Warum berichteten US-amerikanische Medien über die These vom erweiterten Suizid, noch ehe der französische Staatsanwalt dies verkündet hatte?

Dass die US-Zeitung „New York Times“ als Erste von diesem Verdacht berichtete, dürfte im Ermittlungsvorgehen der französischen Behörden begründet sein. Wie auch Bundesinnenminister Thomas de Maizière berichtete, werden im Fall von Flugzeugabstürzen inzwischen „routinemäßig“ Untersuchungen zu einem möglichen terroristischen Hintergrund angestellt. Bei der entsprechenden Sammlung und Aufbereitung von personenbezogenen Daten sind die US-amerikanischen Behörden führend. Mit ihnen haben französische ebenso wie deutsche Behörden auch im jüngsten Fall zusammengearbeitet. Zu den engsten Medienkontakten der US-Geheimdienste zählen aber nicht europäische, sondern US-Medien. Dies dürfte den Wissensvorsprung der „New York Times“ erklären.

Macht die neue Regel, wonach immer zwei Menschen im Cockpit sein müssen, das Fliegen noch sicherer?

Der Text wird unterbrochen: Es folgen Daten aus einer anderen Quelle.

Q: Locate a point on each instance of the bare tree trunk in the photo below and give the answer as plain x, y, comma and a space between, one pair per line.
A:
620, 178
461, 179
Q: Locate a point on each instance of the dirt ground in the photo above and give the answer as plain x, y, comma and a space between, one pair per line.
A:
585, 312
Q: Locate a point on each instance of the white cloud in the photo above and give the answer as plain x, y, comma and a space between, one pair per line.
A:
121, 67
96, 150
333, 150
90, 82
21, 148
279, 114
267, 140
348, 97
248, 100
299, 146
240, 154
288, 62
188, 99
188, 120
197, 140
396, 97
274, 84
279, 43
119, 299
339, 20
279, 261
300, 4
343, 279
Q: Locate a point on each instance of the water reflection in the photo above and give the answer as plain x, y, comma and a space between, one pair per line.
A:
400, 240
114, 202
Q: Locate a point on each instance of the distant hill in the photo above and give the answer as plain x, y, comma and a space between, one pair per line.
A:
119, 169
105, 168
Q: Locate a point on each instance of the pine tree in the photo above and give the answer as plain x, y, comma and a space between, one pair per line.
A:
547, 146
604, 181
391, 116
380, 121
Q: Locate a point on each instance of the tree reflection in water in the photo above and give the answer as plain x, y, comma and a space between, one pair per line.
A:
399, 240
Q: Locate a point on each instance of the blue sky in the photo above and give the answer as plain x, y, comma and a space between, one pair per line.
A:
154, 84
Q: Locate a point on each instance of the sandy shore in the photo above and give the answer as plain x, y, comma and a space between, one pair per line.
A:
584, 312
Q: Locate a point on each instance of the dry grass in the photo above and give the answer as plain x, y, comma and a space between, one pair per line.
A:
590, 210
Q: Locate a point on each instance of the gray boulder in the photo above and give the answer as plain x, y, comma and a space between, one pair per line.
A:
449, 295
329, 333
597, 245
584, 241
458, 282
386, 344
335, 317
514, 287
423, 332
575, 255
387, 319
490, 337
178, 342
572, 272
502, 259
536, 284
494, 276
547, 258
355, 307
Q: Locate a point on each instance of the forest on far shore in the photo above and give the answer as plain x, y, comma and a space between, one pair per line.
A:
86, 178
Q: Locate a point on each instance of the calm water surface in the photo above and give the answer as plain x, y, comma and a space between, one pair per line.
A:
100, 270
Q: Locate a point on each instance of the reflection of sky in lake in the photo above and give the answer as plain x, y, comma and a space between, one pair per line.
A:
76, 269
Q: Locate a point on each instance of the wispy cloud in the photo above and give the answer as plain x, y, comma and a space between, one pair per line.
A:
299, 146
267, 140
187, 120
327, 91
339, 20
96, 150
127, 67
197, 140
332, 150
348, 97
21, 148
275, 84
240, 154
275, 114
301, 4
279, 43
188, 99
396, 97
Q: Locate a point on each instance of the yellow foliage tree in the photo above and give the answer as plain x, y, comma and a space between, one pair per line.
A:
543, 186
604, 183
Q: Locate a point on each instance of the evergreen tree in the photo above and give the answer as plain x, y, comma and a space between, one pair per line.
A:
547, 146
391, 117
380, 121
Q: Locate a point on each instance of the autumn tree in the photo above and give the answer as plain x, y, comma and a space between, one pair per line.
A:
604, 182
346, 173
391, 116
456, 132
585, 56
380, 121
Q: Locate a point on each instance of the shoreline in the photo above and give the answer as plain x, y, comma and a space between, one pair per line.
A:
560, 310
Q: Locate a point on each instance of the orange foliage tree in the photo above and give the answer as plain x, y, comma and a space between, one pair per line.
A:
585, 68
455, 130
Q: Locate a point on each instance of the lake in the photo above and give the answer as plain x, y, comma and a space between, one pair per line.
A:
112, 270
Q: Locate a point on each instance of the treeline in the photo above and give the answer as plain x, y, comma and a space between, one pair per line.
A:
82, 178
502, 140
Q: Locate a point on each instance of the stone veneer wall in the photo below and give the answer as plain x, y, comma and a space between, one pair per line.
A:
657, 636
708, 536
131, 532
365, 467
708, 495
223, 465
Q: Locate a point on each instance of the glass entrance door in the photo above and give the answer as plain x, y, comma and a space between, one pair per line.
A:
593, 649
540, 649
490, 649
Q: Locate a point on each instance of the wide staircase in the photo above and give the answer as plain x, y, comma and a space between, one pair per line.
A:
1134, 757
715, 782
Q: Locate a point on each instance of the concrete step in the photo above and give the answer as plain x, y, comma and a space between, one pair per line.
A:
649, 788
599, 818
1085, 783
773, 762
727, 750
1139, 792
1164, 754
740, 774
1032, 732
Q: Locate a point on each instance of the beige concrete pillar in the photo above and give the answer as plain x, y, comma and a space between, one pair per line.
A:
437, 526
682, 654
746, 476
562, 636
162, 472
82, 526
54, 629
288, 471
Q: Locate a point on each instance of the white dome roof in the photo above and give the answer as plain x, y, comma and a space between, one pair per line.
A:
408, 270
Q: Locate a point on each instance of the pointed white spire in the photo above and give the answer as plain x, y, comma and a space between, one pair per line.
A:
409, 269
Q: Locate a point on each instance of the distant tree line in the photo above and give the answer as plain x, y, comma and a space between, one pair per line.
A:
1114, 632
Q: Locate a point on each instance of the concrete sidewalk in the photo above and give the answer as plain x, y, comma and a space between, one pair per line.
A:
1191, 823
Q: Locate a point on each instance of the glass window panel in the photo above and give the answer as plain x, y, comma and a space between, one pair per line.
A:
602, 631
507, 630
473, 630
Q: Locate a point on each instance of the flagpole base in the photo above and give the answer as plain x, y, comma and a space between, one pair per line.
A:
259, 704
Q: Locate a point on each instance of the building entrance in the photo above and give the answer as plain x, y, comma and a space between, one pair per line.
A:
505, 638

Als Reaktion auf die bisherigen Erkenntnisse haben sich mehrere europäische Airlines dazu verpflichtet, dass immer zwei Personen im Cockpit anwesend sein müssen. Bisher war dies nur in den USA üblich. Jetzt sollen also, für den Fall, dass - wie mutmaßlich auch in der Germanwings-Maschine - der Pilot zur Toilette muss, ein Flugbegleiter zur Beaufsichtigung des Copiloten ins Cockpit. Ziel ist die gegenseitige Kontrolle. Tatsächlich aber dürfte diese Regel Airlines vor Probleme stellen: Sie müssten bei jeder Neueinstellung eines Flugbegleiters dessen Hintergrund ausleuchten, um auszuschließen, dass ausgerechnet über diese neue Regel zum Beispiel Terroristen ins Cockpit gelangen können.